Bir süre daha konuşmadıktan sona Emma lafa girdi.
"Birbirimize nasıl sesleneceğiz? Eminim ismin Kış Askeri değildir."
"İsmim James Buchanan Barnes. Seninki ise Emma Isabella Rogers."
"Sana 'Bucky' diyeceğim."
"Nasıl istersen, 'Bella'."
İkisi de uzun zaman sonra ilk defa gülümsediler.
"Ha bu arada ben 97 yaşındayım ve sen de 87 yaşındasın."
"Şaşırmadım. Kaç yıldır Hydra'da olduğumuzu hatırlamıyorum bile. Şimdi nereye gideceğiz?"
"Romanya'ya."
Birkaç saat sonra, hiç bilmedikleri bir insanın arabasının içinde yola koyulmuşlardı. Arabayı kalıcı olarak çalmamışlardı. Ödünç almışlardı. Arabanın sahibi biraz arasa eninde sonunda arabasını bulabilirdi sonuçta. En azından Emma kendini böyle teselli ediyordu.

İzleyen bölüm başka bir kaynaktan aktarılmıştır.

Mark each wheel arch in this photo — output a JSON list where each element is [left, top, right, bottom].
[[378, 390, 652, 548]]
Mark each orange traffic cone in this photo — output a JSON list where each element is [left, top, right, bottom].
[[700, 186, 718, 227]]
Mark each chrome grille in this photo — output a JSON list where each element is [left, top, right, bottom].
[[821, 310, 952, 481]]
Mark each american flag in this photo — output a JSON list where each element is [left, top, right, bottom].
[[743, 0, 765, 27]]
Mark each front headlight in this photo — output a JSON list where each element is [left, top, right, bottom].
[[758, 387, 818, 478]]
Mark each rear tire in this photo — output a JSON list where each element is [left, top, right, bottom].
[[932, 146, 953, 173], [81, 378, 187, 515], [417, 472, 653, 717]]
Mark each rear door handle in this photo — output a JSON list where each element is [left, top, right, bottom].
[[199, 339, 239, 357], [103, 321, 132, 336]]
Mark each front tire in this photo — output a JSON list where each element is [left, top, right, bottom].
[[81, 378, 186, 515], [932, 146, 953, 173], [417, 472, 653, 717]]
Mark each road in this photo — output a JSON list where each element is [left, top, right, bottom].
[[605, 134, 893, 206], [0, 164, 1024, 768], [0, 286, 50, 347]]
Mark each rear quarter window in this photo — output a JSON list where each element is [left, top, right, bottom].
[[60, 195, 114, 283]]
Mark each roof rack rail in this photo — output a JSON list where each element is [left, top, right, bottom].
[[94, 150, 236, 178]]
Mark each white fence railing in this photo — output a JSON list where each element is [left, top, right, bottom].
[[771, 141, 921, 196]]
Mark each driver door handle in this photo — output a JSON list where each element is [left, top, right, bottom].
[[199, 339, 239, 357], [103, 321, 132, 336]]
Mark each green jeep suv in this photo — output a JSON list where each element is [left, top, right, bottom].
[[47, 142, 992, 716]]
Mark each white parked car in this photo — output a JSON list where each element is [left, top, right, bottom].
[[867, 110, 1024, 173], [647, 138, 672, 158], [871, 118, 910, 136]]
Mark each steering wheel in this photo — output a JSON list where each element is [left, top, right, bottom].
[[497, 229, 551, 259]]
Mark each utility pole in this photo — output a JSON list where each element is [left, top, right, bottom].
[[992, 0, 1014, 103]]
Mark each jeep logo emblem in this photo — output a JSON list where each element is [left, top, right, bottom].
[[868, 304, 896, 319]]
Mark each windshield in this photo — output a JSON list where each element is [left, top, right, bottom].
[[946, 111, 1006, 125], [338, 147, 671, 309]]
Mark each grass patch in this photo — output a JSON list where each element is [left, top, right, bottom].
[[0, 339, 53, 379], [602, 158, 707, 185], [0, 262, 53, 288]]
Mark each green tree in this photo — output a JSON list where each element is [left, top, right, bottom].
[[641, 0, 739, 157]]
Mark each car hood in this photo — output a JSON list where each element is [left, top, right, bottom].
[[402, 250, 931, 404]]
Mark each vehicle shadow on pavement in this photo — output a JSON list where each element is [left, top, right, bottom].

Sahte biletlerle bir şekilde Romanya/Bükreş'e vardıklarında Bucky ikisini de eski, 1+0 bir apartman dairesine getirdi.
"Bu evi nasıl aldın?"
Diye sordu Emma.
"Bırak o bilgi de bana kalsın."
"İllegal işlere bulaştın."
"Hep yaptığımız şey."
Bucky, elindeki tek bir çantayı masanın üstüne bıraktıktan sonra tekrar konuştu.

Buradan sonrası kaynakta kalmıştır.